À l'initiative de cet événement qui marque l'anniversaire de l'entrée en vigueur de la Charte des Nations Unies en 1945, le président de l'assemblée a “salué et remercié” la présence du haut-commissaire Éric Spitz, de la présidente du Cesec Voltina Dauphin, et du gouvernement représenté par Chantal Galenon.
 
“Je regrette un peu son absence”
 
Mais il y avait un grand absent : le président du Pays, Moetai Brotherson dont le discours était pourtant bel et bien prévu et inscrit au programme de cette journée. “Je regrette un peu son absence. Je pense qu'il avait d'autres urgences et priorités qui l'ont contraint à se faire remplacer pour cet événement”, a réagi Antony Géros, visiblement déçu. Le président Brotherson a en effet préféré se rendre à Raiatea, avec les autres ministres de son gouvernement pour un conseil des ministres délocalisé... qui ne doit pourtant se tenir que le lendemain, mercredi.
Interrogée sur cette absence et sur le choix de ce calendrier, la ministre du Logement Chantal Galenon semblait un peu gênée : “Oui je ne ferai pas de commentaire là-dessus... c'est le choix du président du gouvernement et moi je suis là pour le représenter. Cette date était prévue depuis longtemps et comme vous savez l'importance des tāvana à nos yeux, le président a préféré retenir et ne pas repousser.” C'est donc elle qui a prononcé un discours après ceux d'Antony Géros, de Voltina Dauphin et d'Éric Spitz.
 
Des discours en décalage avec les thématiques
 
Un discours qui tranchait avec les précédents qui étaient essentiellement axés sur les valeurs consignées dans la Charte des Nations Unies en matière de droit de l'Homme et de libertés fondamentales. Chantal Galenon qui était déjà à New York avant même la réinscription de la Polynésie française sur la liste onusienne des pays à décoloniser est en effet la seule à avoir abordé la position de la France à l'ONU. Estimant que “le dialogue” avait été “renoué”, elle a appelé de ses vœux la France à participer davantage aux travaux du comité des 24. “Mon appel c'était surtout de demander à la France d'éviter qu'on nous retire de la liste onusienne des pays à décoloniser comme ils le font à chaque fois”, a-t-elle expliqué.

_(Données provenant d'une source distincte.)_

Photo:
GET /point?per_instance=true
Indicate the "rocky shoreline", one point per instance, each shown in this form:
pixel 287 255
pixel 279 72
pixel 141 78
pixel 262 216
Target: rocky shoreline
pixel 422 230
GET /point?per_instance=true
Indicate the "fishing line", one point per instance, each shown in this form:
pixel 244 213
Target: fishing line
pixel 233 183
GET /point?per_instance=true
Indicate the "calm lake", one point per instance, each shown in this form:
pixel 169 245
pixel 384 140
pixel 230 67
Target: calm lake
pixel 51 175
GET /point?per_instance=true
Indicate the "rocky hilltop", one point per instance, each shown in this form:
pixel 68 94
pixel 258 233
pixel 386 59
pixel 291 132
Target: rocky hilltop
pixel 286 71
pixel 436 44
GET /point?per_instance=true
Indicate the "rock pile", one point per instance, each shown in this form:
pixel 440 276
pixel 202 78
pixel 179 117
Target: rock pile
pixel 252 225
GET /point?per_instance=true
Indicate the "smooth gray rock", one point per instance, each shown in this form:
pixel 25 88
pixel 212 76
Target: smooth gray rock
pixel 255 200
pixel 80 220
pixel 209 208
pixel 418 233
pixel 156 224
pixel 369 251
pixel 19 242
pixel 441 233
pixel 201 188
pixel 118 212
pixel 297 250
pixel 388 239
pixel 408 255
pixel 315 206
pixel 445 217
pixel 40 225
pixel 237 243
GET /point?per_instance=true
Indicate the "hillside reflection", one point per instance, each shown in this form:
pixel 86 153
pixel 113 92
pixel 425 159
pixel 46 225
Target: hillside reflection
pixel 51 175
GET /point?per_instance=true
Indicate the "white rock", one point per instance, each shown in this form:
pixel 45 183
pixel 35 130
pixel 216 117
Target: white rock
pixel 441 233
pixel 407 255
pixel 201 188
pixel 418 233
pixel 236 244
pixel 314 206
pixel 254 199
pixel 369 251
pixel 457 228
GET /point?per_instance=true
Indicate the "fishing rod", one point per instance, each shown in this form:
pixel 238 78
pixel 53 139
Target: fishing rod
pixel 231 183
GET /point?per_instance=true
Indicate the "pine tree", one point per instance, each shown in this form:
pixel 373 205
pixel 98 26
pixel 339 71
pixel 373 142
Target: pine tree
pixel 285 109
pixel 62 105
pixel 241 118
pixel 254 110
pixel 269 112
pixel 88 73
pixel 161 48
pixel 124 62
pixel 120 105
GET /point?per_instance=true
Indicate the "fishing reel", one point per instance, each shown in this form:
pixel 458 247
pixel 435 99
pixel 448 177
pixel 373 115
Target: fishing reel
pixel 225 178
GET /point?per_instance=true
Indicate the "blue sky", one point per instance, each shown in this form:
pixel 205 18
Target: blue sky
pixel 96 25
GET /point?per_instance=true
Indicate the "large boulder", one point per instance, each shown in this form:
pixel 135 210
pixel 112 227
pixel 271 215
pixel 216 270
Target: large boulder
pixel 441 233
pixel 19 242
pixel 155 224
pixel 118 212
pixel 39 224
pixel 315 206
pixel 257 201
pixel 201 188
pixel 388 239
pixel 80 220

“Un peu hors sujet” pour le haut-commissaire qui préfère mettre en avant les valeurs polynésiennes de “partage, d'amour, et d'entraide” que la France serait bien inspirée de “prendre comme exemple”. “C'est la Journée mondiale de l'Organisation des Nations unies il ne faut pas se tromper”, a abondé Antony Géros qui a néanmoins placé la décolonisation au centre des thèmes abordés pendant cette journée.

Si la décolonisation et l'accession à l'indépendance n'ont pas été évoquées dans ces trois discours, on aura en effet noté le décalage avec les thématiques abordées sur les panneaux affichés dans le hall de l'assemblée, et dans la conférence publique qui se tenait dans l'hémicycle avec par exemple : “Les Nations Unies et la décolonisation dans le Pacifique”, “Nations Unies et décolonisation : le rôle prophétique de l'Église”, “2013-2023 : Bilan d'étape de 10 années de réinscription de la PF à L'ONU” ou encore “L'approche de la décolonisation : vers un programme de travail”.

Éric Spitz : “On ne fait qu'un ici”

crédit photo SD
 
C'était important pour vous d'assister à cette journée ?
“Oui c'était la célébration de la journée de la paix et nous vivons des moments tellement cruels au Proche-Orient et en Europe… Je crois qu'il était important de réaffirmer un certain nombre de valeurs que la France partage et affirme haut et fort avec la Polynésie.”
 
C'est un moyen aussi de sensibiliser les Polynésiens aux conflits mondiaux qui peuvent nous paraître assez lointains ?
“On croyait être à l'abri en Europe depuis bien longtemps de tous ces conflits et il ne faut jamais s'endormir. On ne sait jamais ce qui peut se passer. Il est vrai que la société polynésienne est encore porteuse de valeurs de partage, d'amour, et d'entraide. On ne fait qu'un ici. Ce sont des valeurs qui se sont un peu perdues en Métropole et je crois que la Métropole pourrait bien prendre la Polynésie comme exemple.”
 
La ministre Chantal Galenon a appelé de ses vœux l'État à participer davantage aux travaux du comité des 24 à l'ONU.
“Vous l'avez noté, aussi bien le président de l'assemblée de la Polynésie française que la présidente du Cesec ont fait la même chose que moi. Nous avons parlé de paix dans le monde. Je pense qu'aujourd'hui, de parler de ce sujet était un peu hors sujet.”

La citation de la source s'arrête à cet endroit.